Picasso Me - Neural Style Transfer

Neural style transfer is an application of deep learning that provides the ability to apply abstract artistic effects onto ordinary images. First mentioned in "A Neural Algorithm of Artistic Style" by Gatys et al., it is frequently used in mobile phone camera filters, but has yet to achieve much commercial appreciation.

In this article I will explain the mechanism behind style transfers and showcase a open-source implementation applied to an image of my own.

Key Concepts In Deep Learning

What is a (deep) neural network?

Networks, Layers

Neural networks are multi-layer networks of neurons that can learn complex latent patterns in data using labelled training examples.


The image above is the conventional representation of a deep neural network. This network consists of an input layer (yellow), an output layer (red), and hidden layers (blue). When the number of hidden layers is not small, say greater than 3, these networks are considered deep neural networks.


Neurons, Activation Functions

The diagram above is a diagram of the mechanics of each neuron. The key information that each neuron contains are weights and biases. These weights and biases are applied to all input numbers, this intermediate value is given to an activation function that squeezes the number between 0 and 1 and this output and released back into the network. Activation functions come in a few popular flavours: step, tanh, sigmoid, rectified linear unit (ReLU), and leaky ReLU.


Cost/Loss Functions

When we build a network, the network tries to predict the output as close as possible to the actual value. We measure this accuracy of the network using the cost/loss function. The cost or loss function tries to penalize the network when it makes errors.

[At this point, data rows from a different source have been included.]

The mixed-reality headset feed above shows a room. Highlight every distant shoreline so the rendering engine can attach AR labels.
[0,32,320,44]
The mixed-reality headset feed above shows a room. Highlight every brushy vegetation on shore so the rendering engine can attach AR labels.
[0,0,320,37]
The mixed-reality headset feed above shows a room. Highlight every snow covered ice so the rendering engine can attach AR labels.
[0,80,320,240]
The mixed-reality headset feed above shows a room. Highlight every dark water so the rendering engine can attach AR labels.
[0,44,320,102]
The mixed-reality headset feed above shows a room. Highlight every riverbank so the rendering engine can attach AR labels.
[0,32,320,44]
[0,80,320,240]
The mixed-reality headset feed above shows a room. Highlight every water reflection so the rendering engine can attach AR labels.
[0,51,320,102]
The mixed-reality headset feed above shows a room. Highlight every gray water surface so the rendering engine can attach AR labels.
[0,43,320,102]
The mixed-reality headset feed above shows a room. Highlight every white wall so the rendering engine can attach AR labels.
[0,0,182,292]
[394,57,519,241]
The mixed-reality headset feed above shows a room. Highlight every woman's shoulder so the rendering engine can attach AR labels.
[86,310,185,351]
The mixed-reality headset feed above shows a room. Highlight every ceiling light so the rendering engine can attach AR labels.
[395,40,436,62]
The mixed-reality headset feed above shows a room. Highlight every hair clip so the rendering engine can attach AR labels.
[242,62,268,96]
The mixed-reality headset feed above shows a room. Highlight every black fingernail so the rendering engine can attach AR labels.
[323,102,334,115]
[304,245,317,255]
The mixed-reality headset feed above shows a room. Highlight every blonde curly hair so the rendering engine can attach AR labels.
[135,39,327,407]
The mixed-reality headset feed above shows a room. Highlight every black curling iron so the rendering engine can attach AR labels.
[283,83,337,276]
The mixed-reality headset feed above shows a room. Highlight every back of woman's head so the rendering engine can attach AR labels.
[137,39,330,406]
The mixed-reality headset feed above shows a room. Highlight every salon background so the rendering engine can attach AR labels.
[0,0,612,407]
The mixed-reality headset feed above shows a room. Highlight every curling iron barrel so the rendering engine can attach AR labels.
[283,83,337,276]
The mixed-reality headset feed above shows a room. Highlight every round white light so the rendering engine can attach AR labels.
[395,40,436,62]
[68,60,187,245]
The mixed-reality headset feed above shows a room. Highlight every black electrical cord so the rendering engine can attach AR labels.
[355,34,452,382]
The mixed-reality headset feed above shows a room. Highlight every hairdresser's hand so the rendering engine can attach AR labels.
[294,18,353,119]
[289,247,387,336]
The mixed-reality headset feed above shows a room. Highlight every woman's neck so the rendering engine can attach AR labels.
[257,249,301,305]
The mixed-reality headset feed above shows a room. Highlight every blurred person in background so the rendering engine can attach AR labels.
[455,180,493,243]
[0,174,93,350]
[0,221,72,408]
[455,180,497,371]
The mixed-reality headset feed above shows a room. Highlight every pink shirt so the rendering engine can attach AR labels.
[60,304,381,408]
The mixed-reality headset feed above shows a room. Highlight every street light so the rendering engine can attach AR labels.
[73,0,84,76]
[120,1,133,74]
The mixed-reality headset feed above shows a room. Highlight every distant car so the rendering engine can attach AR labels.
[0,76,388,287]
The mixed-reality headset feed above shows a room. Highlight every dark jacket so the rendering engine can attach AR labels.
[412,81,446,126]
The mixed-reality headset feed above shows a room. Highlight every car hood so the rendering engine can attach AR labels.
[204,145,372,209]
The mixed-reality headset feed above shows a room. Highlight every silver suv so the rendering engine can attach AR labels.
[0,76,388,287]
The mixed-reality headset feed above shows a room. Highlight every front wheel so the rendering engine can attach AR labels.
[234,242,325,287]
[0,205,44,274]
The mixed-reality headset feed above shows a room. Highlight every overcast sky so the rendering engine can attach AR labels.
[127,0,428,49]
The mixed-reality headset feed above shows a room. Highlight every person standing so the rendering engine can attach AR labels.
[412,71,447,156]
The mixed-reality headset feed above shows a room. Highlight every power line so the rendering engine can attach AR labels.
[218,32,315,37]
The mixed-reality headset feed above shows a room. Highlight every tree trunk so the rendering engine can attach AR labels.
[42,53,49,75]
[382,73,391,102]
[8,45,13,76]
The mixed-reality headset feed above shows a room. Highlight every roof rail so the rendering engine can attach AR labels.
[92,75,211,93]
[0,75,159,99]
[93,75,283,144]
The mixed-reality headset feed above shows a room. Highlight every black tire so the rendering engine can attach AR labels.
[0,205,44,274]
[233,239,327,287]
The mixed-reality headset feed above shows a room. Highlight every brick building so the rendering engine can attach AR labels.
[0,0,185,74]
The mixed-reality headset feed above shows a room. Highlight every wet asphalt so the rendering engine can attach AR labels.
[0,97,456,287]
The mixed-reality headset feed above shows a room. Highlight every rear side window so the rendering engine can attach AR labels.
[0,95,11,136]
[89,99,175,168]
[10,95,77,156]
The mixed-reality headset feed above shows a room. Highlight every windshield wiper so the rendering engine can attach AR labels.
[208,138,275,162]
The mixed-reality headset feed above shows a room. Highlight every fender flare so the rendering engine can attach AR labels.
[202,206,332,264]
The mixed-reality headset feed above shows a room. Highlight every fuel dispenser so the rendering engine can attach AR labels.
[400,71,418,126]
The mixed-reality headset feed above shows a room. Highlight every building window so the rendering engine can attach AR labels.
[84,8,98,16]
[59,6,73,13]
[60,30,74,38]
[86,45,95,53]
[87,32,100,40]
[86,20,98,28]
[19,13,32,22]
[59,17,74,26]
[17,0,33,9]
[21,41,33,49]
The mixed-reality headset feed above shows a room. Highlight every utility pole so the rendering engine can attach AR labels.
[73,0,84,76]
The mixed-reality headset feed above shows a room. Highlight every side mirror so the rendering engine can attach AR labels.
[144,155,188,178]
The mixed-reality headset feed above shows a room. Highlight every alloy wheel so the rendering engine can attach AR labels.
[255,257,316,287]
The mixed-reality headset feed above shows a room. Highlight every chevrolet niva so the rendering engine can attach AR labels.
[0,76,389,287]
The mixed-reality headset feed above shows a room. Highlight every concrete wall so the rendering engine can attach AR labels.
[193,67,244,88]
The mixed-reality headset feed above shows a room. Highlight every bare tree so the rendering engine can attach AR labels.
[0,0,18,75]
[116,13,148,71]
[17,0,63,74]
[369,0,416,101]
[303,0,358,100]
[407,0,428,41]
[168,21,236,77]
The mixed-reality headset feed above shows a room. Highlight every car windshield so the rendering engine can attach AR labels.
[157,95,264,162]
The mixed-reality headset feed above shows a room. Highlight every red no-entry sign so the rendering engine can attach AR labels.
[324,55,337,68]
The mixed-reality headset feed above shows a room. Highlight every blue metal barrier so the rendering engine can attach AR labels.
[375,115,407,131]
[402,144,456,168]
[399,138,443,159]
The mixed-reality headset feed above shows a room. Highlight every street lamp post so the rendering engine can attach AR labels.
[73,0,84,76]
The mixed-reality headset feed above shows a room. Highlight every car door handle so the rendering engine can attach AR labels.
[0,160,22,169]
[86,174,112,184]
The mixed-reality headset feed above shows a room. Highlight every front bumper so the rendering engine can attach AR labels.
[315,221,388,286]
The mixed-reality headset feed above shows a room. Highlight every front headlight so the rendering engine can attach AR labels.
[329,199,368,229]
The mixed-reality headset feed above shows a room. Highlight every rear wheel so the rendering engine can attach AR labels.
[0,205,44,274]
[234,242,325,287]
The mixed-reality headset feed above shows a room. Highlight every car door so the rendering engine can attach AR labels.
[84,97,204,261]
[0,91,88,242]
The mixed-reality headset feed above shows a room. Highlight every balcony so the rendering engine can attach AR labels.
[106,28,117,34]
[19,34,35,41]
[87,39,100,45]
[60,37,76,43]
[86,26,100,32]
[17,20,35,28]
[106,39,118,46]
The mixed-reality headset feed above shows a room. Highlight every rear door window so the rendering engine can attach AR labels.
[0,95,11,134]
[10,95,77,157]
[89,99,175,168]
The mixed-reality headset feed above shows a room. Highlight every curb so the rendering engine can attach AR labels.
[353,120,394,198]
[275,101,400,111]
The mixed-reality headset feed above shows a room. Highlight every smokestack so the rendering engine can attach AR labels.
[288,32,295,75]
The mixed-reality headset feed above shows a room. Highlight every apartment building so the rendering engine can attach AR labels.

In fact, a neural network with a single hidden neural network and with the sigmoid activation function and log loss cost function is actually the traditional logistic regression.


Gradient Descent, Forward Propagation, Backpropagation

The plot above is an example of the mapping of cost of the network against all of the network weights and biases. A network 'learns' by reducing the cost function to its most minimal point by changing the weights and biases in each of the neurons of the network. The network learns quickest by changing weights such that the decrease in cost is quickest, going down the steepest gradient of the cost function: this is called gradient descent.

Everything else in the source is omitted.